RE: Help me with my new website!
December 13, 2018 at 8:37 pm
(This post was last modified: December 13, 2018 at 8:48 pm by bennyboy.)
(December 13, 2018 at 12:19 pm)FlatAssembler Wrote: So, how do you approach learning a new part of programming (like web-development)? Are you suggesting I should strive to learn everything I can about some programming language before making any piece of software in it? That doesn't appear to work well either.
I'm currently learning ASP.NET MVC and Razor Pages. I started about 2 weeks ago, and I should be completed a total re-make of my homepage within a couple weeks. That's because I get the point of things quickly, and see how to apply them to my goals. The only people who will give me input once the new site goes live are my customers-- and THEY will be more merciless than I've been with you, 100% guaranteed. But because I've programmed the site properly, I will be able to make changes to my (very large) site relatively easily.
The problem right now is that you're still working on the basics of programming, and you have tunnel vision. In order to get the inspiration and imagination that you'll need, I'd do the following:
1) look at a LOT of sites, and figure out what makes the good ones good
2) Do more tutorials. There are courses on Youtube for every possible environment and language. Walk through a couple of ASP.NET tutorials. Try a .php tutorial. Look at some client-side stuff: node.js / django / Angular
Don't commit your full efforts into doing things badly. In the time you spent stumbling around on your original site, you could have gone through about 20 video series and ended up with a fair working understanding of many of the popular technologies that are current, right now in the 21st century.

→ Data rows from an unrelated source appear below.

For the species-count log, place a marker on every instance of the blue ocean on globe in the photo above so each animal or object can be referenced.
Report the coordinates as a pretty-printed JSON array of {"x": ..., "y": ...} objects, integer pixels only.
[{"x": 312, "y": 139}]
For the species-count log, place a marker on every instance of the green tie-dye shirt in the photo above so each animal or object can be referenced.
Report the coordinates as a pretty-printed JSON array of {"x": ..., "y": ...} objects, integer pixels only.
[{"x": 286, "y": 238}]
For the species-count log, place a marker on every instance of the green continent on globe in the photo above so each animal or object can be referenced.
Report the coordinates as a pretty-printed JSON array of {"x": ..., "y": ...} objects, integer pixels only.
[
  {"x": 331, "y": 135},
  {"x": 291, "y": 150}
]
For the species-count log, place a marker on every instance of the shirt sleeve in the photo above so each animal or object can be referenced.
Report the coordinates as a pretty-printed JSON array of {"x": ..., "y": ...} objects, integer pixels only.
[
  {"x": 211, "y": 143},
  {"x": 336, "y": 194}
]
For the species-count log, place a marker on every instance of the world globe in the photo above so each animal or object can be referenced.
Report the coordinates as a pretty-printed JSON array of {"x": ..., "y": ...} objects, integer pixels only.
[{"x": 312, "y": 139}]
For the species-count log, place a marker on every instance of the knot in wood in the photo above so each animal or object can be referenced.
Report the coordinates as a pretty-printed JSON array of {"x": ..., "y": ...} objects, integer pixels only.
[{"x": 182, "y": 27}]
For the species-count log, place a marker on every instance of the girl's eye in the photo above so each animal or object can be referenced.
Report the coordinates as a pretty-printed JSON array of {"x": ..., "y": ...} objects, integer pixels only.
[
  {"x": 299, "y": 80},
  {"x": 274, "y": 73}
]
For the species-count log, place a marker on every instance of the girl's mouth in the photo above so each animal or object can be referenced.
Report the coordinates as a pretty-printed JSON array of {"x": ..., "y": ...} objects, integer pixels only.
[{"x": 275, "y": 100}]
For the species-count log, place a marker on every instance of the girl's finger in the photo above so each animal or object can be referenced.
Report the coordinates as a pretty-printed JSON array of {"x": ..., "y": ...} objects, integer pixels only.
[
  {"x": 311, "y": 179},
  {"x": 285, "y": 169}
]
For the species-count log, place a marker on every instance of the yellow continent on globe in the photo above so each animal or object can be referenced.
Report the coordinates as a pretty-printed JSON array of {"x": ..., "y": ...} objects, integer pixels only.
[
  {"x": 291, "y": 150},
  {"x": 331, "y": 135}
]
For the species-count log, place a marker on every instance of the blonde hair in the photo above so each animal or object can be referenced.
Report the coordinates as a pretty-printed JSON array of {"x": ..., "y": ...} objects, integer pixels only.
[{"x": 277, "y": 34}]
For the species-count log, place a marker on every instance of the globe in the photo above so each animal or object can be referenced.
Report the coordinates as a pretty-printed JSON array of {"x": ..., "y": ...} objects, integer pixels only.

I recommend doing tutorials, and then adapting them to your own ideas. Any web tutorial will show you how to set up good navigation, how to use a database, how to format the appearance of the site, and so on. What they WON'T teach you is how to work with Croatian phonemes or how to make assembly code-- once you have a highly-functional, great-looking site, then you can add those contributions and hopefully get interest for them.